Intra-network transcriptional heterogeneity

FPKM values for each condition were averaged across the five individual replicates for paclitaxel-treated cells and three replicates for digoxin-treated cells which were rounded to the nearest tenth of a decimal. To approximate the change in the genomic information space at the level of intra-network transcriptional heterogeneity, the entropy, S = − Σ_kp_kln(p_k), where p_k is the probability of an observed expression value, was calculated for genes belonging to the listed biological processes. Size of each circle represents the relative number of genes belonging to each process and thickness of connecting lines indicates number of shared genes for each data set (paclitaxel versus digoxin). Colour intensity represents the percentage change in entropy for the paclitaxel or digoxin-treated cells in comparison to the untreated controls for each respective group

Intercellular transcriptional heterogeneity

FPKM values for each cell were rounded to the nearest tenth of a decimal as described above. To approximate the change in the genomic information space at the level of intercellular transcriptional heterogeneity, the variance in expression for each gene was calculated across the 5 replicates of paclitaxel-treated cells and the three replicates of the digoxin-treated cells. For each process, the median variance was calculated in order to account for the presence of large outliers that could skew the mean. Size of each circle represents the relative number of genes belonging to each process and thickness of connecting lines indicates number of shared genes. Colour intensity represents the percentage change in median variance for the paclitaxel or digoxin-treated cells in comparison to the untreated controls for each respective group.
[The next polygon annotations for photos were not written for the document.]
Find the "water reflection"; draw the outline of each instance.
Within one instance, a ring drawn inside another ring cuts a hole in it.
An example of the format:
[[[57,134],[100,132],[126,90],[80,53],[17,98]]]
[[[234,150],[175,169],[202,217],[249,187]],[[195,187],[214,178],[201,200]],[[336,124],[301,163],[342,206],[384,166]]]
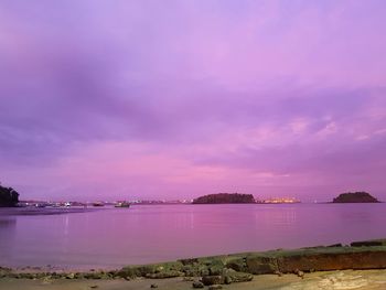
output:
[[[8,260],[13,256],[15,236],[17,218],[0,217],[0,261]]]
[[[385,210],[386,204],[136,205],[61,215],[0,213],[0,261],[119,267],[331,245],[386,237]]]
In addition, the variance in expression was examined for individual oncogenic genes and chromatin remodelling genes, showing an increased in intercellular transcriptional heterogeneity due to paclitaxel treatment for MYC, KLF4, p21, NOTCH2, p53, BRCA1, BAX, BAK1, MXD1, EZH2, Arid1a, Brg1, SUZ12, SUV39H1, BRD8, JARID2, JMJD1C, NuA4 complex (EP400, RUVBL2, MORF4L1, YEATS4), SMYD3, L3MBTL2, RNF20, NCOR1 and GSK3b.